Nature has made use of the basic reaction centre architecture that emerged over 3 billion years ago
Heliobacteria, a type of bacteria thought to be similar to those of the common ancestors for all photosynthetic organisms. A University of Michigan team has determined the first steps in converting light into energy for this bacterium. “Our study highlights the different ways in which nature has made use of the basic reaction center architecture that emerged over 3 billion years ago,” said lead author and U-M physicist Jennifer Ogilvie. Photosynthetic organisms contain “antenna” proteins that are packed with pigment molecules to harvest photons. The collected energy is then directed to “reaction centers” that power the initial steps that convert light energy into food for the organism. These initial steps happen on incredibly fast timescales—femtoseconds, or one millionth of one billionth of a second. When light hits a photosynthetic organism, pigments within the antenna gather photons and direct the energy toward the reaction center. In the reaction center, the energy bumps an electron to a higher energy level, from which it moves to a new location, leaving behind a positive charge. This is called a charge separation. In the reaction centers of plants and most photosynthetic organisms, the pigments that orchestrate charge separation absorb similar colors of light, making it difficult to visualize charge separation. Using the heliobacteria, the researchers identified which pigments initially donate the electron after they’re excited by a photon, and which pigments accept the electron.

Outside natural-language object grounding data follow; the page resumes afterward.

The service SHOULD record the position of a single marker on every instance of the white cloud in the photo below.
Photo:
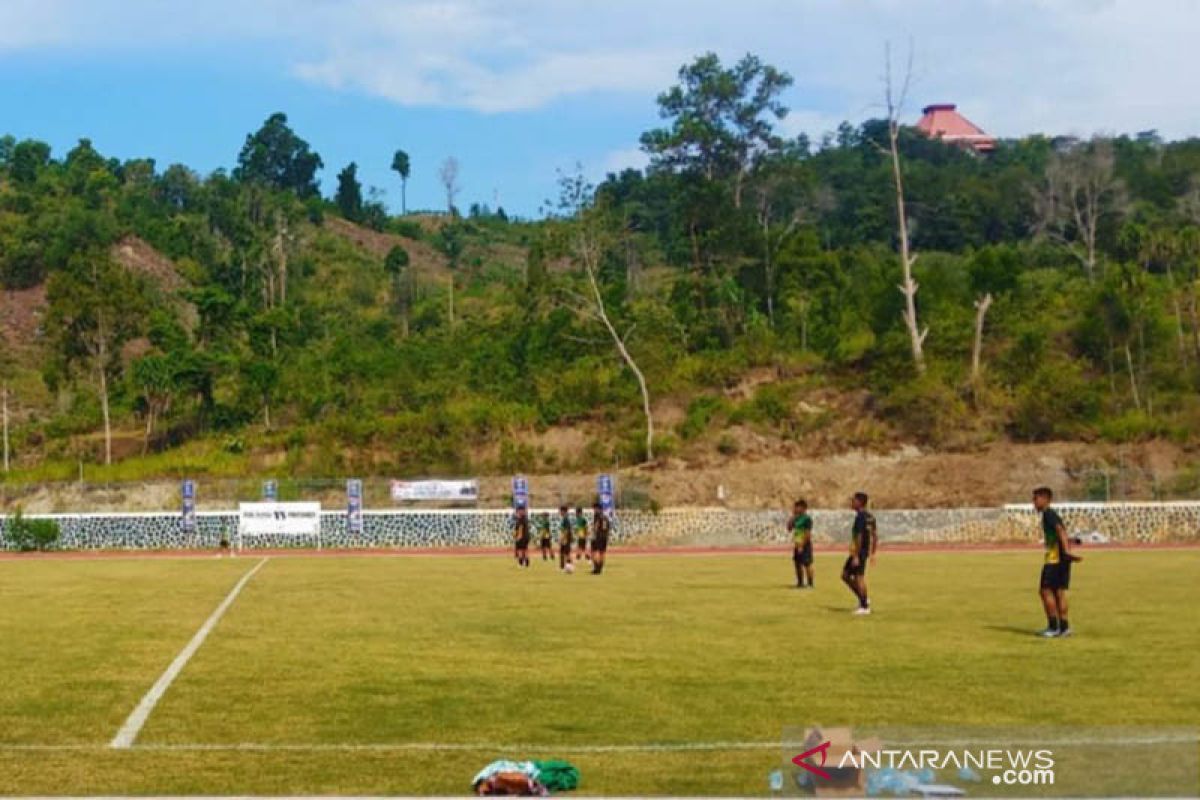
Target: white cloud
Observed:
(624, 158)
(1014, 66)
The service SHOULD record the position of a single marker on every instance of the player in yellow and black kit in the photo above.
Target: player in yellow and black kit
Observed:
(1056, 567)
(600, 529)
(863, 541)
(581, 535)
(564, 536)
(521, 536)
(801, 527)
(544, 541)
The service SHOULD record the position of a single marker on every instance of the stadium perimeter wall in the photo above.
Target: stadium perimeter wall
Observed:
(1119, 522)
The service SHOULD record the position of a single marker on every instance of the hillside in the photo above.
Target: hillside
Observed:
(160, 323)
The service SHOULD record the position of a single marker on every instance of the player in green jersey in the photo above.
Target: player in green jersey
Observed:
(799, 524)
(1055, 567)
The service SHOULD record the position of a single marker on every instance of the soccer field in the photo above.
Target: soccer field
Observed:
(667, 674)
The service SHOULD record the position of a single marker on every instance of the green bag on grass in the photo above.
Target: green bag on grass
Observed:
(557, 775)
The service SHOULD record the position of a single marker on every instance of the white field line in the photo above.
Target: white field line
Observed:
(635, 747)
(132, 727)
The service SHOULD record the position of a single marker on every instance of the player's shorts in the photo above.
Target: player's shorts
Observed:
(1055, 576)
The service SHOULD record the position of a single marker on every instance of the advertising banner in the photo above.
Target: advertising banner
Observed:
(354, 506)
(520, 492)
(189, 519)
(455, 489)
(279, 518)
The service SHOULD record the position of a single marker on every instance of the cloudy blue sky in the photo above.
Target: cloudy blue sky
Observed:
(517, 89)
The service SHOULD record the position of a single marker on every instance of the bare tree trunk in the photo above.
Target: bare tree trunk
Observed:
(769, 270)
(149, 431)
(102, 382)
(105, 411)
(6, 427)
(1133, 377)
(1179, 316)
(982, 306)
(907, 286)
(603, 313)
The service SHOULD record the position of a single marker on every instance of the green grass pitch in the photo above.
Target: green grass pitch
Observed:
(405, 675)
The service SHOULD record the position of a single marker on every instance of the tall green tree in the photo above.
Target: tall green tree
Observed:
(349, 193)
(402, 167)
(276, 157)
(721, 119)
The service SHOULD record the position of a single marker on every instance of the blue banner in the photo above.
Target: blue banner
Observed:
(354, 506)
(605, 494)
(520, 492)
(189, 521)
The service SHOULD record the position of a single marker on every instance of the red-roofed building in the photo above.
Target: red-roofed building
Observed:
(942, 121)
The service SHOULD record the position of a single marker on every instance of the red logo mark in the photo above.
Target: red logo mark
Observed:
(799, 761)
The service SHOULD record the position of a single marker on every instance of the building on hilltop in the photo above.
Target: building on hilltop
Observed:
(943, 121)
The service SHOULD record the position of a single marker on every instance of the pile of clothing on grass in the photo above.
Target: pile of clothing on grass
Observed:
(526, 779)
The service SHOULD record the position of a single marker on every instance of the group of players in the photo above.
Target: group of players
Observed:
(1053, 585)
(863, 543)
(571, 530)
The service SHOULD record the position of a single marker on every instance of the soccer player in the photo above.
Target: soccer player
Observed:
(863, 541)
(600, 529)
(801, 527)
(544, 541)
(521, 536)
(581, 535)
(1056, 569)
(564, 536)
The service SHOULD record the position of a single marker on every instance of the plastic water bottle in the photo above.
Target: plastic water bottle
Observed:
(775, 780)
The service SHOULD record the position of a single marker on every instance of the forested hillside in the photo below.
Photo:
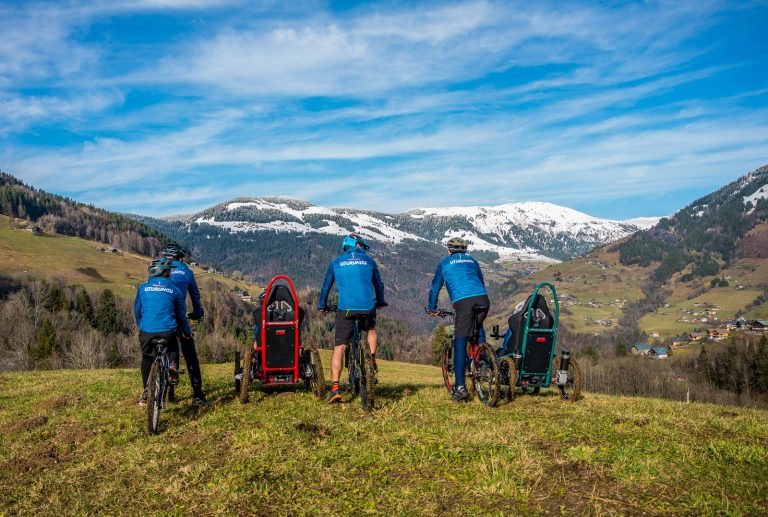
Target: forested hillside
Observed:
(703, 237)
(57, 214)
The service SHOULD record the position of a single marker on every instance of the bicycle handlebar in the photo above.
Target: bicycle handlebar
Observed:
(439, 312)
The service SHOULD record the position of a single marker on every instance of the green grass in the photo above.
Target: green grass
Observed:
(80, 261)
(73, 442)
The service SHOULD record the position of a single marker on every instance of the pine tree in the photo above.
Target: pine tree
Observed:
(439, 340)
(45, 340)
(84, 305)
(106, 314)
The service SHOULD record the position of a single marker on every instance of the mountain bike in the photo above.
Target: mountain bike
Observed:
(483, 368)
(358, 360)
(159, 384)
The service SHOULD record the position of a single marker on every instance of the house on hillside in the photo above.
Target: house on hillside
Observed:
(677, 343)
(641, 349)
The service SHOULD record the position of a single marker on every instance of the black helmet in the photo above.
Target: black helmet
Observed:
(354, 240)
(172, 251)
(456, 245)
(157, 266)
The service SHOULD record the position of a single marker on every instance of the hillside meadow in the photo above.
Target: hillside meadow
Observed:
(74, 442)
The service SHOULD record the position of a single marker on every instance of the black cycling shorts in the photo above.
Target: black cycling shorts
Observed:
(146, 337)
(462, 325)
(345, 324)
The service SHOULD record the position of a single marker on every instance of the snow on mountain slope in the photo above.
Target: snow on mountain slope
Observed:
(529, 231)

Heliobacteria is a good model to examine, Ogilvie said, because their reaction centers have a mixture of chlorophyll and bacteriochlorophyll, which means that these different pigments absorb different colors of lights. To probe reaction centers in heliobacteria, Ogilvie’s team uses a type of ultrafast spectroscopy called multidimensional electronic spectroscopy, implemented in Ogilvie’s lab by lead author and postdoctoral fellow Yin Song. Each time the laser pulse hits the sample, the light excites the reaction centers within. The researchers vary the time delay between the pulses, and then record how each of those pulses interacts with the sample. When pulses hit the sample, its electrons are excited to a higher energy level. The pigments in the sample absorb specific wavelengths of light from the laser - specific colors - and the colors that are absorbed give the researchers information about the energy level structure of the system and how energy flows through it. Getting a clearer picture of this energy transport and charge separation allows the researchers to develop more accurate theories about how the process works in other reaction centers.